Cover Story

Before he joined the Multisystemic Therapy (MST) program, psychologist Phillippe Cunningham, PhD, says that he was frustrated because the juvenile detention centers he worked in released teenagers into problem communities, and they would "come right back."

A 16-year-old youth who recently underwent an MST intervention supervised by Cunningham fared a lot better. The young man, who started out in the program abusing drugs and intimidating his mother, ended up curbing his behaviors and developing a stronger bond with his mom. His mom got better too.

Because MST is pragmatic and focused on juvenile justice outcomes, the six-member MST team, including one therapist who worked on-site, first spotlighted the youth's law-related problem--drug use--and worked the case around that, Cunningham says.

Once they named the surface problem, team members delved into causal factors. They soon discovered that the young man's mother, a single parent, was seriously depressed. The young man, who could intimidate the mother with size alone--he weighed about 200 pounds--ran the household, albeit chaotically.

The team's first priority was therefore to treat the mother's depression and rekindle her parental role. The on-site therapist did this in several ways: She provided cognitive-behavioral therapy to combat the mother's depression, helped her build social supports and taught her effective parenting skills. If the mother had trouble enforcing rules with her son, the therapist was there to help her figure out why and to do something about it, visiting as often as four times a week if needed.

Meanwhile, the team made a plan to tackle the young man's substance abuse. It included rewards and punishments that took advantage of the mother's newly expanding parenting skills, and it provided support when the mother needed it.

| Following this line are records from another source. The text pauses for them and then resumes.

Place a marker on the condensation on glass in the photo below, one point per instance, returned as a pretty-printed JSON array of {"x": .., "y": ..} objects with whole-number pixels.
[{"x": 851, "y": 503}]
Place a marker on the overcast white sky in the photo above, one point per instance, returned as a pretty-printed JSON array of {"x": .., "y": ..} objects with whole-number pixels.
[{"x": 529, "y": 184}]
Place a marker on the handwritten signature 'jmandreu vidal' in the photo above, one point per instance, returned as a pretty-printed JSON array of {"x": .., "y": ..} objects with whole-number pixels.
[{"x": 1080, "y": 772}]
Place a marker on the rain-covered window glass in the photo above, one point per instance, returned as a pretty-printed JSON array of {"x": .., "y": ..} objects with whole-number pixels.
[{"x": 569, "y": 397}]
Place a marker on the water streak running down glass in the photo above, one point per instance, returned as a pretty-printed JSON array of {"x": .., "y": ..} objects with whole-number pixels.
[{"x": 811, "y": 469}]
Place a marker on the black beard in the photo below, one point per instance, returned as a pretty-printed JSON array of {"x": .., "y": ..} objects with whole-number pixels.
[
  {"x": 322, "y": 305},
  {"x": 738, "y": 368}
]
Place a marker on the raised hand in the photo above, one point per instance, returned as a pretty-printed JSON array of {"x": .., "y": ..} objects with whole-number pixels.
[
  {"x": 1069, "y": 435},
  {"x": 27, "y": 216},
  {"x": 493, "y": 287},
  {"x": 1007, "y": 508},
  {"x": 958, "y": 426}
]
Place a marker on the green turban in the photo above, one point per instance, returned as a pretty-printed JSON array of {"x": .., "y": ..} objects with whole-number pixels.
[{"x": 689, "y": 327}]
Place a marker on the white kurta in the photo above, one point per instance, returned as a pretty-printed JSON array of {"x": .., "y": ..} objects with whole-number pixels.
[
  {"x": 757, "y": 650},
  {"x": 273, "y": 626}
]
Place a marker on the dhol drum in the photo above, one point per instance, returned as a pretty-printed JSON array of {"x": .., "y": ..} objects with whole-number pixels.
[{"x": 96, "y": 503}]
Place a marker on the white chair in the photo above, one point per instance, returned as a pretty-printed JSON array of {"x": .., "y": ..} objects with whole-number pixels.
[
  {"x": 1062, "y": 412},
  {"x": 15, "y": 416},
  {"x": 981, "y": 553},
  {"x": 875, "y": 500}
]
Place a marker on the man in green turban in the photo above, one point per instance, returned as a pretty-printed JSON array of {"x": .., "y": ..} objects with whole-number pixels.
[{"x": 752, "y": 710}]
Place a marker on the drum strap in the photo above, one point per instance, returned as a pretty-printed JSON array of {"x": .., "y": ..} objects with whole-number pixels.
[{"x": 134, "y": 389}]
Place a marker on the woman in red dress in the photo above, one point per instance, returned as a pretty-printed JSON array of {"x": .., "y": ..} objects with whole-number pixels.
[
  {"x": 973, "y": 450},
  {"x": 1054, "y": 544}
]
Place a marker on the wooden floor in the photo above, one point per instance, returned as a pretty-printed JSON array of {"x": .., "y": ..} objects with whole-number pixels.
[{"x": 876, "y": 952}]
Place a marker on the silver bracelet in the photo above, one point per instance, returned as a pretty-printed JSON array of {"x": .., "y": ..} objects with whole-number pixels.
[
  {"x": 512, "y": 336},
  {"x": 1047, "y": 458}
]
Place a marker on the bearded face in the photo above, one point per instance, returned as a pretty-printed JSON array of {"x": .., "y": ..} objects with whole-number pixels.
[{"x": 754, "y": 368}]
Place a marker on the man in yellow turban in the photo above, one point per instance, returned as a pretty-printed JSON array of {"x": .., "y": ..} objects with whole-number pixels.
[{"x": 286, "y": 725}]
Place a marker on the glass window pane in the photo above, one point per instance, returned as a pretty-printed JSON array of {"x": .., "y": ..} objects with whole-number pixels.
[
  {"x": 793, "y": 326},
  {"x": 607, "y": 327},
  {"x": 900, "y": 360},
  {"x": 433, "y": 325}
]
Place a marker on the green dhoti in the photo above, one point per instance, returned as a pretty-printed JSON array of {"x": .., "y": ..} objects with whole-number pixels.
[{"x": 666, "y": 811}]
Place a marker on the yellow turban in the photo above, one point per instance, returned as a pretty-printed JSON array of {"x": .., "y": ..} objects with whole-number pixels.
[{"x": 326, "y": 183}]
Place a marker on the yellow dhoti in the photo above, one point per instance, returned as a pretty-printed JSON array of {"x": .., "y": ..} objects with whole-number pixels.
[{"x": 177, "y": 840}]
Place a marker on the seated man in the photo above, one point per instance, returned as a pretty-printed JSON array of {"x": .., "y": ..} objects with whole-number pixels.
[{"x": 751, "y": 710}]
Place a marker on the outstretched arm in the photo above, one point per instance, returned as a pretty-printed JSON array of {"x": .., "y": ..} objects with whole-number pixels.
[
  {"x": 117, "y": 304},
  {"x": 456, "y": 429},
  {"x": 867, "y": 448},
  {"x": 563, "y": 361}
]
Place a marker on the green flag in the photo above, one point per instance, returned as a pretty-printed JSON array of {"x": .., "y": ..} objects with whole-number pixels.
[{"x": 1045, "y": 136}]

"When the mom started to gain more energy, she began to show up at the corner where the kid went to hang out," says Cunningham with a chuckle. The mother also nipped in the bud a strategy her son used when she'd ground him: running away to a house down the street. The mother called the head of the other household, telling her not to let her son in when he was under curfew.

The team also taught the mother how to be a more affectionate parent, says Cunningham. She learned to ask the young man about his day and to otherwise show interest in him--including with hugs.

"The kid was like, 'Don't hug me,' like most teenagers do," Cunningham says. "But it was more like he was saying, 'Gimme more, gimme more, gimme more.'"

A key ingredient to the treatment's success was removing barriers to the family's healthy functioning, Cunningham says.

"Our assumption is that families want to save their kids and therapists want good outcomes," he says, "and if that's not happening, something must be getting in the way. My job is to figure out what's getting in the way."